IRELAND has given a green light to the further process of European integration in the manner envisaged by the Lisbon Treaty, a document which euro-optimists believe will bring a better future to the whole continent and one which euro-pessimists fear as a tool for bringing the EU closer to a single super-state. Slovakia has welcomed the outcome of the Irish vote.

“The treaty obviously doesn’t solve all the EU’s problems – especially when it comes to effectiveness in decision-making and in policies or in transparency and democracy – but it’s a small step in the right direction,” Radovan Geist, the editor-in-chief of EurActiv.sk told The Slovak Spectator. “It’s in Slovakia’s interest that the EU is democratic, transparent and effective – and in this sense the result of the Irish poll is positive for us.”

The Slovak Ministry of Foreign Affairs issued a statement stating that Slovakia welcomes the positive outcome of the Irish vote since it opens the door for the treaty to be actually brought to life. The ministry also said it believes that ratification of the Lisbon Treaty will be soon finalised in all EU countries.

The polling stations attracted 58 percent of Irish voters on October 2, out of whom 67.1 percent voted in favour of the treaty – a result rather different from the vote in June 2008 when Ireland rejected the treaty.

The Irish Ambassador to Slovakia, Kathryn Coll, was very pleased by the positive result of the referendum.

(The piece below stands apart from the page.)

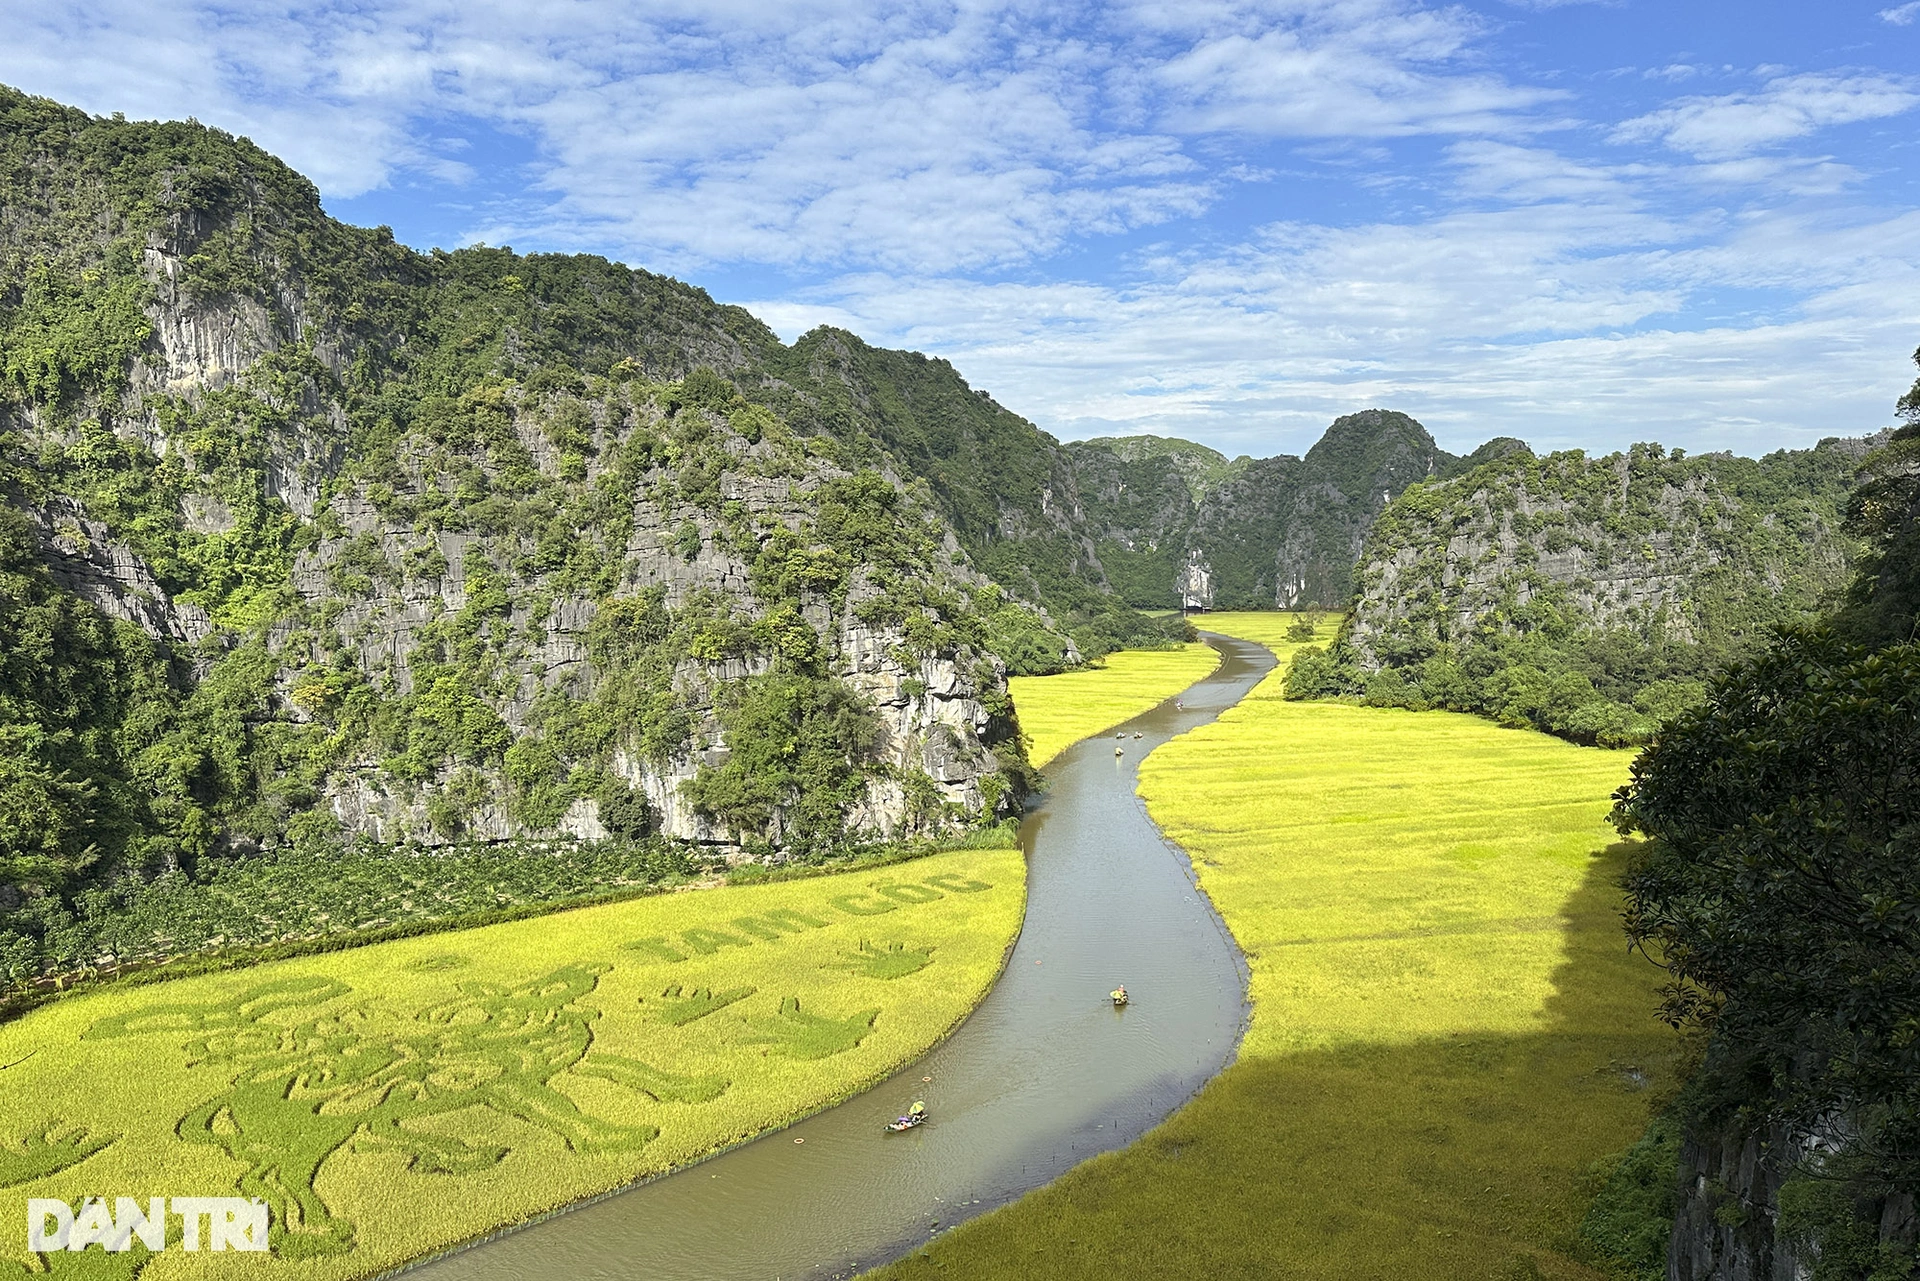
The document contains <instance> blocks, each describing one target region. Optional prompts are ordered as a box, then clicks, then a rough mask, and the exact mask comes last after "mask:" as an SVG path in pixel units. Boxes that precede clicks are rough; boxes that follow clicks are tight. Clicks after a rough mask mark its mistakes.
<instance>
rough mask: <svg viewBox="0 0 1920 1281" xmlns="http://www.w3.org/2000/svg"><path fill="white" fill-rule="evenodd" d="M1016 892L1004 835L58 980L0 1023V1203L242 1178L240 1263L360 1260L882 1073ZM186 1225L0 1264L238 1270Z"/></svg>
mask: <svg viewBox="0 0 1920 1281" xmlns="http://www.w3.org/2000/svg"><path fill="white" fill-rule="evenodd" d="M1023 899H1025V880H1023V862H1021V855H1020V853H1018V851H962V853H948V855H933V857H927V858H922V860H916V862H912V864H899V866H891V868H881V870H866V872H849V874H841V876H822V878H814V880H799V882H787V883H766V885H733V887H722V889H714V891H705V893H684V895H659V897H649V899H639V901H630V903H612V905H601V906H589V908H580V910H572V912H561V914H551V916H543V918H540V920H526V922H513V924H501V926H488V928H482V930H468V931H457V933H440V935H432V937H420V939H403V941H392V943H380V945H372V947H361V949H355V951H348V953H336V955H328V956H309V958H298V960H282V962H273V964H267V966H257V968H252V970H246V972H240V974H219V976H200V978H184V979H177V981H167V983H154V985H142V987H113V989H106V991H96V993H84V995H75V997H69V999H65V1001H58V1003H54V1004H50V1006H44V1008H40V1010H35V1012H31V1014H27V1016H23V1018H21V1020H15V1022H12V1024H6V1026H0V1064H6V1066H4V1068H0V1070H4V1072H6V1079H4V1085H6V1089H4V1091H0V1221H8V1223H15V1225H17V1223H21V1221H23V1220H25V1214H27V1202H29V1198H61V1200H65V1202H69V1204H75V1206H79V1208H81V1218H83V1221H84V1204H83V1202H84V1198H88V1196H102V1198H106V1200H108V1204H113V1200H115V1198H117V1196H138V1198H142V1204H146V1198H148V1196H152V1195H165V1196H234V1195H238V1196H259V1198H263V1200H265V1202H267V1204H269V1206H271V1245H273V1254H271V1258H269V1260H261V1258H257V1256H255V1258H250V1260H246V1262H248V1275H273V1277H288V1279H294V1277H301V1279H315V1281H319V1279H324V1277H365V1275H372V1273H378V1271H384V1269H390V1268H396V1266H399V1264H403V1262H407V1260H411V1258H419V1256H422V1254H430V1252H434V1250H440V1248H445V1246H451V1245H457V1243H461V1241H467V1239H472V1237H476V1235H482V1233H488V1231H492V1229H497V1227H501V1225H509V1223H516V1221H524V1220H528V1218H534V1216H538V1214H543V1212H547V1210H553V1208H557V1206H564V1204H568V1202H574V1200H580V1198H584V1196H591V1195H595V1193H603V1191H607V1189H612V1187H622V1185H626V1183H632V1181H636V1179H641V1177H647V1175H655V1173H660V1172H666V1170H672V1168H678V1166H684V1164H687V1162H693V1160H699V1158H701V1156H705V1154H710V1152H714V1150H718V1148H724V1147H730V1145H733V1143H739V1141H743V1139H749V1137H753V1135H758V1133H764V1131H766V1129H772V1127H778V1125H783V1124H787V1122H791V1120H795V1118H799V1116H804V1114H808V1112H814V1110H818V1108H822V1106H828V1104H829V1102H833V1100H837V1099H845V1097H847V1095H851V1093H854V1091H858V1089H862V1087H866V1085H870V1083H874V1081H877V1079H881V1077H885V1076H887V1074H891V1072H893V1070H897V1068H899V1066H900V1064H904V1062H908V1060H912V1058H914V1056H918V1054H922V1052H924V1051H925V1049H927V1047H929V1045H931V1043H935V1041H937V1039H939V1037H943V1035H945V1033H947V1031H948V1029H950V1027H952V1026H954V1024H958V1022H960V1018H964V1016H966V1014H968V1010H972V1008H973V1004H975V1003H977V1001H979V999H981V997H983V995H985V993H987V989H989V987H991V983H993V979H995V976H996V974H998V970H1000V964H1002V960H1004V956H1006V949H1008V947H1010V943H1012V939H1014V933H1016V930H1018V926H1020V918H1021V908H1023ZM920 1089H924V1087H920ZM933 1089H937V1083H935V1087H933ZM929 1093H931V1091H929ZM876 1141H877V1135H876ZM179 1239H180V1223H179V1221H171V1223H169V1241H171V1243H173V1248H167V1250H161V1252H156V1254H152V1258H148V1256H146V1254H144V1252H142V1250H134V1252H125V1254H106V1252H104V1250H84V1252H83V1254H79V1256H73V1254H63V1256H58V1258H52V1256H42V1258H36V1260H35V1258H29V1256H23V1254H13V1250H17V1248H19V1239H13V1241H8V1243H6V1245H4V1246H0V1248H4V1250H6V1252H8V1254H0V1277H4V1275H29V1273H33V1271H36V1269H44V1268H48V1266H58V1268H60V1269H65V1268H71V1266H83V1268H92V1269H94V1271H100V1275H115V1273H117V1275H123V1277H125V1275H131V1271H132V1269H134V1268H136V1266H142V1264H144V1269H142V1271H140V1275H142V1279H146V1281H167V1279H169V1277H190V1275H215V1273H219V1275H230V1268H232V1264H230V1262H228V1256H219V1254H205V1252H200V1254H188V1252H182V1250H180V1248H179V1245H177V1243H179ZM223 1268H225V1269H227V1271H223ZM21 1269H27V1271H21Z"/></svg>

“Against a uniquely difficult backdrop of a severe economic downturn, this is resounding evidence of the capacity of the Irish people to discern where their best interests lie, now and into the future,” Coll told The Slovak Spectator. “Everyone is happy and relieved that unstinting effort over many long months by the Irish government, the opposition and civil society ultimately secured this unequivocal yes to the EU and yes to the Lisbon Treaty.”

According to Coll, the Irish government believes that the result will give new momentum to the country’s economic recovery and that it should infuse the EU with renewed confidence in its ability to deliver for the citizens of member states.

The Irish ‘yes’ has drawn the Lisbon Treaty closer to its complete ratification, but there are two more countries still undecided about its ratification – Poland and the Czech Republic, where President Václav Klaus is known for his negative attitude towards the treaty.

“The Czech Constitution gives him the opportunity to postpone signing the treaty and now that the Czech Constitutional Court has accepted a complaint of a group of senators about the incompatibility of the Lisbon Treaty with the Czech Constitution he also has a political argument to hold his signature at least until the court’s verdict – which can be by the end of this year,” Geist said.

Geist expects political pressure on Klaus to increase but he sees several reasons why the president might not bow to it.

“First, resistance towards the treaty is currently Klaus’ most important political agenda and thus he politically – and undoubtedly also personally – is happy to remain in the position of the person on whom ‘the fate of European integration’ depends,” Geist said. “But political speculations can also play their role – he might hold the signature until the parliamentary elections in the UK which will probably be won by the Conservatives, who subsequently will fulfil their political promise and organise a referendum in which the British will very likely reject the treaty.”

According to Geist, the problem of this scenario, however, is what happens next.

“Would the new British government decide to withdraw its signature from the document, even for a high political price or would it be satisfied with only a series of opt-outs or guarantees?” he said.